A la prison d’Aix-Luynes, des détenus pour radicalisation dénoncent une atteinte à leur liberté d’expression

À la prison d’Aix-Luynes, des détenus pour radicalisation dénoncent une atteinte à leur liberté d’expression

Le 14 avril dernier, Ayoub El Khazzani, condamné à la perpétuité pour l’attentat du train Thalys en août 2015, a été convoqué devant une commission disciplinaire au centre pénitentiaire d’Aix-Luynes, situé à Aix-en-Provence. Ce détenu, incarcéré en quartier de prise en charge de la radicalisation (QPR), est accusé d’avoir remis à un surveillant un courrier de contestation concernant ses conditions de détention.

Cette situation soulève des questions sur la liberté d’expression des détenus, même ceux considérés comme particulièrement dangereux. L’article L6 du code pénitentiaire stipule que « l’administration pénitentiaire garantit à toute personne détenue le respect de sa dignité et de ses droits ». Toutefois, la réalité semble plus complexe.

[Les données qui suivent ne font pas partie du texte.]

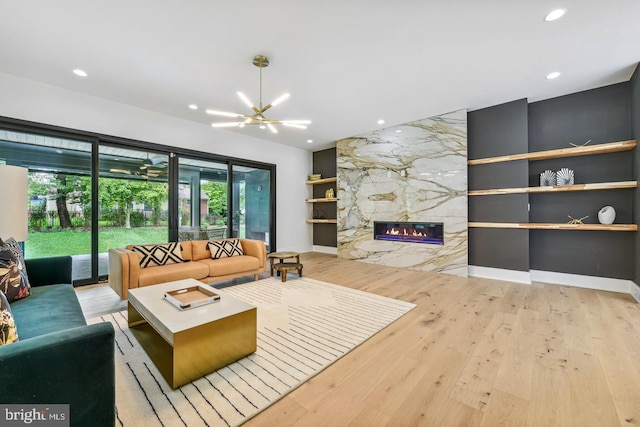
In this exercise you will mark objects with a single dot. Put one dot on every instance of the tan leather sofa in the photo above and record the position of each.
(125, 272)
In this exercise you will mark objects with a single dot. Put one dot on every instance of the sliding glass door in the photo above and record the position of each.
(252, 201)
(202, 200)
(133, 199)
(60, 196)
(89, 193)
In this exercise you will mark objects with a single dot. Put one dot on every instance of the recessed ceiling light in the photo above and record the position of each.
(555, 14)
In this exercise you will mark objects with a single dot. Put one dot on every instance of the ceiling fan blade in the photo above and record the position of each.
(276, 102)
(226, 124)
(297, 122)
(128, 172)
(294, 125)
(223, 113)
(248, 102)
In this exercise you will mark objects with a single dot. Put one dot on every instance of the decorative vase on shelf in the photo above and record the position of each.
(607, 215)
(564, 176)
(547, 178)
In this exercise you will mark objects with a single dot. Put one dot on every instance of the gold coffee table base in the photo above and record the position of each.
(196, 351)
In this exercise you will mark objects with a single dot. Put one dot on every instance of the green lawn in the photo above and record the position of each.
(76, 242)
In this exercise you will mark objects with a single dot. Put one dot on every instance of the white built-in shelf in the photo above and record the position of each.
(586, 150)
(552, 226)
(322, 221)
(558, 188)
(322, 181)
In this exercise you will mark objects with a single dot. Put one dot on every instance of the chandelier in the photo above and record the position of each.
(258, 116)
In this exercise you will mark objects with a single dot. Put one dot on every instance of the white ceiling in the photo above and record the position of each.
(346, 63)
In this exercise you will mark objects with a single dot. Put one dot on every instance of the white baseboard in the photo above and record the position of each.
(500, 274)
(588, 282)
(576, 280)
(325, 249)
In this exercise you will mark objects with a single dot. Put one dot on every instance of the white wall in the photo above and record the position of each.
(29, 100)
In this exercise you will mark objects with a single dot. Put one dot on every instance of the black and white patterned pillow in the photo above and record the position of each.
(14, 282)
(225, 248)
(8, 330)
(156, 255)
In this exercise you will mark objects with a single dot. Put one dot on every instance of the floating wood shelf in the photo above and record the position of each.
(322, 200)
(558, 188)
(551, 226)
(322, 181)
(586, 150)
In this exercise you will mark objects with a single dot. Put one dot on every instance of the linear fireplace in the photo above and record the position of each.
(416, 232)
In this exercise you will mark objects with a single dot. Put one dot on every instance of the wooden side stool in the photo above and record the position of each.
(286, 266)
(281, 256)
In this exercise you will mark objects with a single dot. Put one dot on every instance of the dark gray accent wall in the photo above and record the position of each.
(498, 131)
(324, 162)
(600, 115)
(635, 131)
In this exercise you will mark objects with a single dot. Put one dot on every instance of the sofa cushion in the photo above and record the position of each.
(8, 330)
(225, 248)
(49, 309)
(171, 272)
(14, 281)
(156, 255)
(200, 250)
(231, 265)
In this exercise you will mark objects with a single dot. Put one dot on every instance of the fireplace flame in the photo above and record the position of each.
(405, 232)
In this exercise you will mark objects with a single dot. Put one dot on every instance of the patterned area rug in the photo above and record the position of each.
(304, 325)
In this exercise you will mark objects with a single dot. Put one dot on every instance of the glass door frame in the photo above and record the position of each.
(272, 196)
(95, 139)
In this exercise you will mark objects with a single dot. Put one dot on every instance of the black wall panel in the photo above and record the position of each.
(600, 115)
(504, 248)
(590, 253)
(324, 162)
(498, 131)
(635, 124)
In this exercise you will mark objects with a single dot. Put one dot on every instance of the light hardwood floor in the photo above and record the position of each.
(474, 352)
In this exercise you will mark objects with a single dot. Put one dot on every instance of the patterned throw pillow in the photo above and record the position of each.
(14, 281)
(156, 255)
(225, 248)
(8, 330)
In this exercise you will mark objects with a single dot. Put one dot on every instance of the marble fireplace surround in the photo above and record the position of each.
(415, 172)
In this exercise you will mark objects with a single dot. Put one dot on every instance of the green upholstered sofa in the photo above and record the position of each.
(59, 358)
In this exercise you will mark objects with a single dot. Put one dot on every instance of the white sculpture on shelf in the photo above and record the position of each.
(607, 215)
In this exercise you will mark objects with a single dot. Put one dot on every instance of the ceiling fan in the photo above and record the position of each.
(258, 118)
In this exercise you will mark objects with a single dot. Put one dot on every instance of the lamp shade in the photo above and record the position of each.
(14, 202)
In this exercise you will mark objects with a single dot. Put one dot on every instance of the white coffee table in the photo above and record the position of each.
(187, 345)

Le courrier en question a également été soumis par huit autres détenus incarcérés dans le même quartier. Pour l’administration pénitentiaire, cette action collective est perçue comme une tentative de compromettre la sécurité des établissements et de perturber l’ordre.

La situation à Aix-Luynes illustre les tensions entre la sécurité en milieu carcéral et les droits des détenus, soulevant des interrogations sur l’application des normes légales en matière de droits humains.